Acqua alle corde, nel 1586, per ordine di papa Sisto V, l'architetto Domenico Fontana doveva doveva innalzare sull'apposito piedistallo l'obelisco che oggi si ammira al centro di Piazza San Pietro a Roma. Era un'operazione che richiedeva la massima concentrazione e il massimo silenzio, quindi, per evitare confusione, il papa aveva fatto emanare un editto che vietava a chiunque non fosse addetto ai lavori, di entrare nel recinto o semplicemente di parlare.
Acqua alle corde |
Bastava già il parapiglia creato dai 140 cavalli e dagli 800 uomini impiegati nei lavori. I trasgressori agli ordini del papa, sarebbero stai impiccati seduta stante e, per l'occasione, all'interno del recinto,il bargello e i suoi sbirri avevano eretto il patibolo. Secondo la tradizione, un certo Bresca, di San Remo, capitano di un bastimento genovese, si accorse ad un dato punto che le corde che reggevano il monolito tendevano ad allungarsi, a causa dell'eccessivo peso, e quindi avrebero finito per rompersi, provocando la distruzione dell'obelisco. Quindi, incurante dell'editto papale, si mise a gridare: "Acqua alle corde!" ( per l'esattezza, come narra Daniele Morchio, Aiga, dai de l'aiga ae corde). Da buon marinaio sapeva che la canapa, bagnata, si restringe e si accorcia. L'architetto, per fortuna, dette immediatamente l'ordine di bagnare tutte le corde, e così l'operazione fu felicemente portata a termine.
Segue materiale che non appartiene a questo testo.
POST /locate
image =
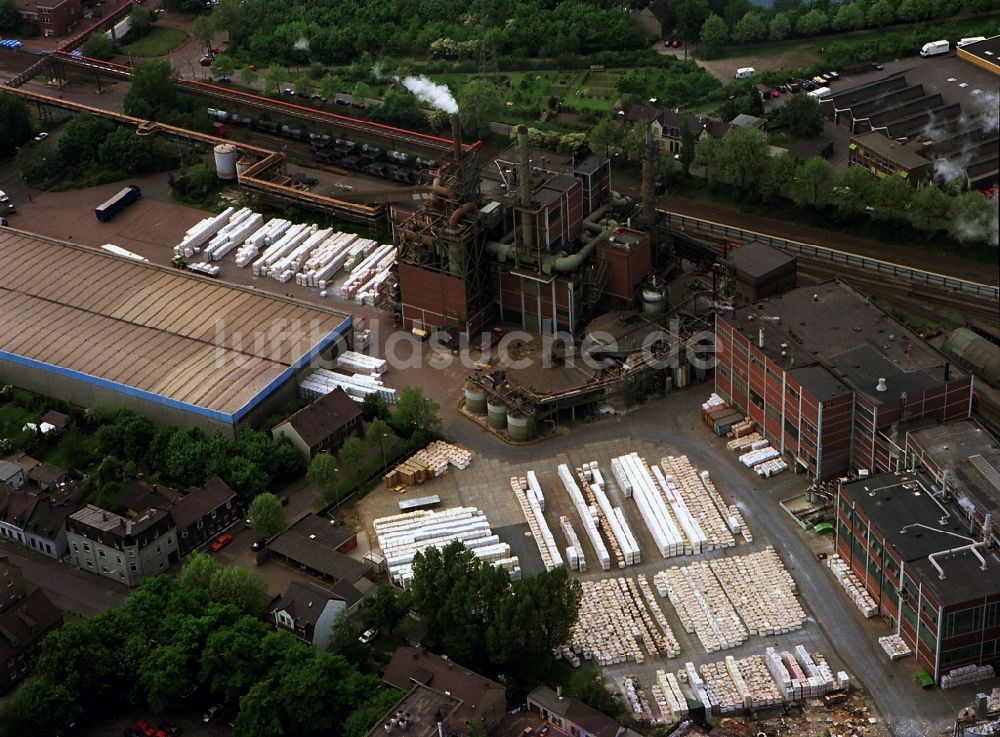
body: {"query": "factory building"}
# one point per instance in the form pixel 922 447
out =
pixel 96 329
pixel 827 375
pixel 935 581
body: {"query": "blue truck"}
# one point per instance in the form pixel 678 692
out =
pixel 116 204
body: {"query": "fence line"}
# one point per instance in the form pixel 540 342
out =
pixel 832 255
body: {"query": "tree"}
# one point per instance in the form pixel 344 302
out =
pixel 803 116
pixel 15 123
pixel 930 209
pixel 779 27
pixel 706 154
pixel 415 411
pixel 385 609
pixel 742 159
pixel 714 32
pixel 880 13
pixel 749 28
pixel 142 19
pixel 203 29
pixel 480 103
pixel 687 147
pixel 323 473
pixel 244 589
pixel 99 46
pixel 814 187
pixel 604 135
pixel 374 407
pixel 266 515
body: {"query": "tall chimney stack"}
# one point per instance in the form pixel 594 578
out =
pixel 456 136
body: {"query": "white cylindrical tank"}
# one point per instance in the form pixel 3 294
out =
pixel 225 161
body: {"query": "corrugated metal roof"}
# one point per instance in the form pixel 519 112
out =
pixel 148 328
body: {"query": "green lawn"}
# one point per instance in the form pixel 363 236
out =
pixel 155 43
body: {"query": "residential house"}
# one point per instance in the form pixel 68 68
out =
pixel 11 475
pixel 124 549
pixel 204 512
pixel 47 475
pixel 54 18
pixel 572 717
pixel 308 611
pixel 25 619
pixel 322 426
pixel 483 702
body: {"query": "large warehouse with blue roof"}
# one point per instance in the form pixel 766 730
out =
pixel 96 329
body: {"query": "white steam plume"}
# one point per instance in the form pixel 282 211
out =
pixel 430 92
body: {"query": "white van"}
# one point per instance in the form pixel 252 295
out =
pixel 935 47
pixel 970 40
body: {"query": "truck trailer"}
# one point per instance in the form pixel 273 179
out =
pixel 116 204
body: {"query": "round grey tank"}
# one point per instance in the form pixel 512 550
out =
pixel 520 426
pixel 496 415
pixel 475 400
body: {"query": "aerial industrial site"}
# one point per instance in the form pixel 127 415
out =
pixel 354 385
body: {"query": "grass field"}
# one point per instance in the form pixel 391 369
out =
pixel 157 42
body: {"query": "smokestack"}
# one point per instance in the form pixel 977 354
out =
pixel 648 191
pixel 524 189
pixel 456 136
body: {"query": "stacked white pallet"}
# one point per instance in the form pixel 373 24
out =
pixel 401 536
pixel 295 236
pixel 762 591
pixel 574 553
pixel 357 386
pixel 702 605
pixel 697 540
pixel 197 235
pixel 758 455
pixel 675 702
pixel 634 480
pixel 325 261
pixel 234 236
pixel 770 468
pixel 724 695
pixel 966 674
pixel 853 586
pixel 266 236
pixel 673 647
pixel 589 525
pixel 288 265
pixel 742 445
pixel 733 517
pixel 615 518
pixel 380 258
pixel 359 363
pixel 895 647
pixel 205 268
pixel 544 539
pixel 692 489
pixel 763 691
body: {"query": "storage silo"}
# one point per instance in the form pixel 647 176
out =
pixel 475 400
pixel 496 414
pixel 225 161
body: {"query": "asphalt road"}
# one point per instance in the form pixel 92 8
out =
pixel 72 590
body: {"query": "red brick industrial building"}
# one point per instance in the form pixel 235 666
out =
pixel 827 375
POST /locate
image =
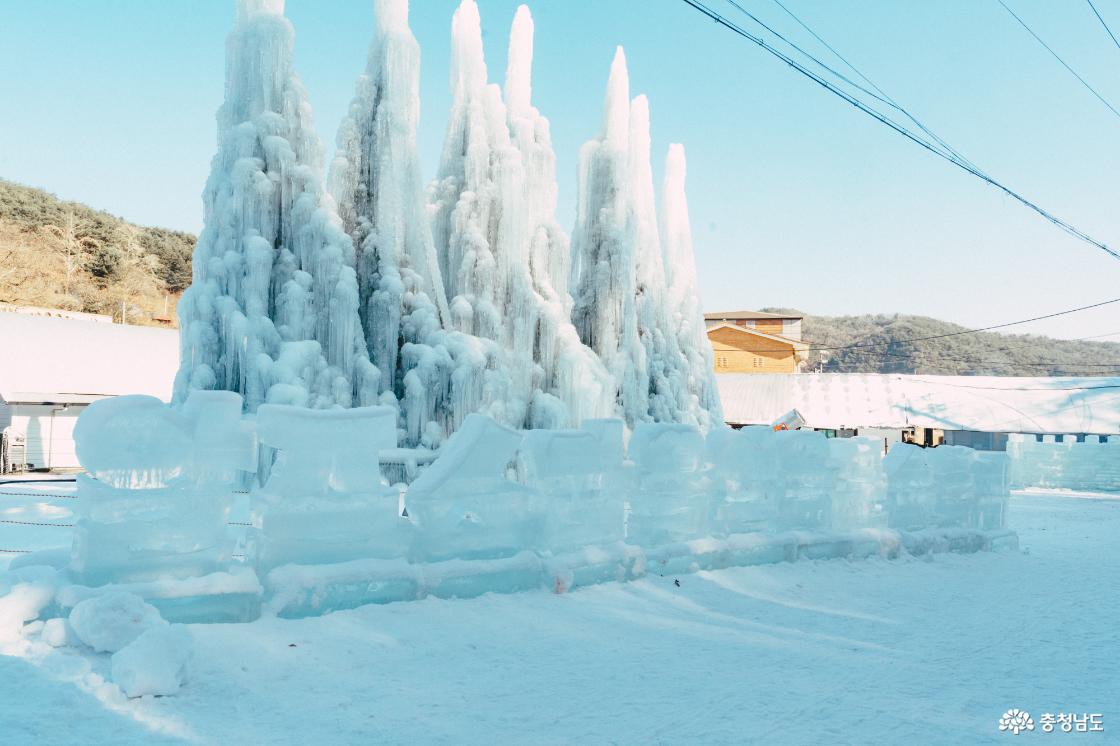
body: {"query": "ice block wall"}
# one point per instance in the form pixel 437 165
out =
pixel 1090 465
pixel 949 486
pixel 158 487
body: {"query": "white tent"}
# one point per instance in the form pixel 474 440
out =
pixel 946 402
pixel 50 369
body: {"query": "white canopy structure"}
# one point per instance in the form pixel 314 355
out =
pixel 946 402
pixel 50 369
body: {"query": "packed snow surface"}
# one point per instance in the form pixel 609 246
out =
pixel 923 651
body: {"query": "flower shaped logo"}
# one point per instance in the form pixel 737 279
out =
pixel 1016 720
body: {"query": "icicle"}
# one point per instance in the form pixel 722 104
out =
pixel 605 300
pixel 684 297
pixel 375 179
pixel 270 268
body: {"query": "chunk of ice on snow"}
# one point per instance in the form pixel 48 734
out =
pixel 110 622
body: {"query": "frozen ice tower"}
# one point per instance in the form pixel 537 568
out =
pixel 605 292
pixel 463 298
pixel 624 307
pixel 272 308
pixel 375 178
pixel 502 252
pixel 686 311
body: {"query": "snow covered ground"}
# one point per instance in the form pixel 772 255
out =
pixel 930 651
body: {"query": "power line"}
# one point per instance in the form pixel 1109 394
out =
pixel 1064 64
pixel 1103 24
pixel 889 101
pixel 697 5
pixel 997 326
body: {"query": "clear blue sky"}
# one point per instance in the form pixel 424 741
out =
pixel 796 198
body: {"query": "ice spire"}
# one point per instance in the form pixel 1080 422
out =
pixel 665 365
pixel 605 314
pixel 493 208
pixel 683 291
pixel 375 178
pixel 271 310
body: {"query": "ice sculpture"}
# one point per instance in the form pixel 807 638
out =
pixel 376 182
pixel 684 307
pixel 502 253
pixel 671 500
pixel 1092 464
pixel 325 500
pixel 271 311
pixel 806 476
pixel 157 516
pixel 649 336
pixel 314 300
pixel 604 263
pixel 859 492
pixel 582 486
pixel 466 505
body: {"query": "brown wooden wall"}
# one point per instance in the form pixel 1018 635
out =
pixel 736 352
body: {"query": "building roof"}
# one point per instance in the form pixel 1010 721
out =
pixel 718 316
pixel 796 344
pixel 74 361
pixel 949 402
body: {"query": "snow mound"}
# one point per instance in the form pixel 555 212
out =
pixel 110 622
pixel 154 663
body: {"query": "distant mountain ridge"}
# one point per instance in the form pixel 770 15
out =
pixel 884 348
pixel 67 255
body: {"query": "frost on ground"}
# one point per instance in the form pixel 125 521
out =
pixel 923 650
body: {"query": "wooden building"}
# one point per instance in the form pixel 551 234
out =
pixel 755 342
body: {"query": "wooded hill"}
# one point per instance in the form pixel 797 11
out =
pixel 65 254
pixel 884 348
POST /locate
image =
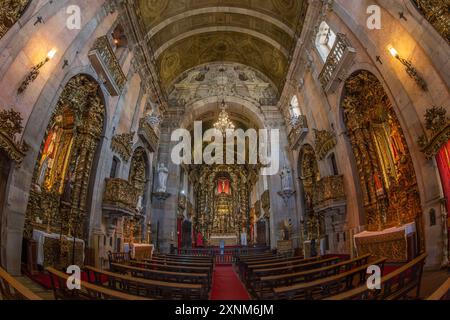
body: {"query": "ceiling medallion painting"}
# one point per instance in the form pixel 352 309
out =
pixel 222 46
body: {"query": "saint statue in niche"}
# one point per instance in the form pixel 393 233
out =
pixel 163 172
pixel 286 179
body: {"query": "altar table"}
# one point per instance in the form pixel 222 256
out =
pixel 397 244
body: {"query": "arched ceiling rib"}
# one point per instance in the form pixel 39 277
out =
pixel 185 33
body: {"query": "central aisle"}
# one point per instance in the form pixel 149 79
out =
pixel 227 285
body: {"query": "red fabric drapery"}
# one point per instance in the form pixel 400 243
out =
pixel 443 162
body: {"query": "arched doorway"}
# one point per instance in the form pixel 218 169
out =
pixel 388 181
pixel 309 176
pixel 57 208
Inutile dire che invece di essere impiccato, il Bresca ricevette, insieme agli elogi papali, anche consistenti privilegi, tra cui una lauta pensione mensile, estensibile ai discendenti, il titolo di capitano del primo reggimento di linea pontificio, con l'autorizzazione a protarne la divisa e innalzare la bandiera pontificia sul suo bastimento.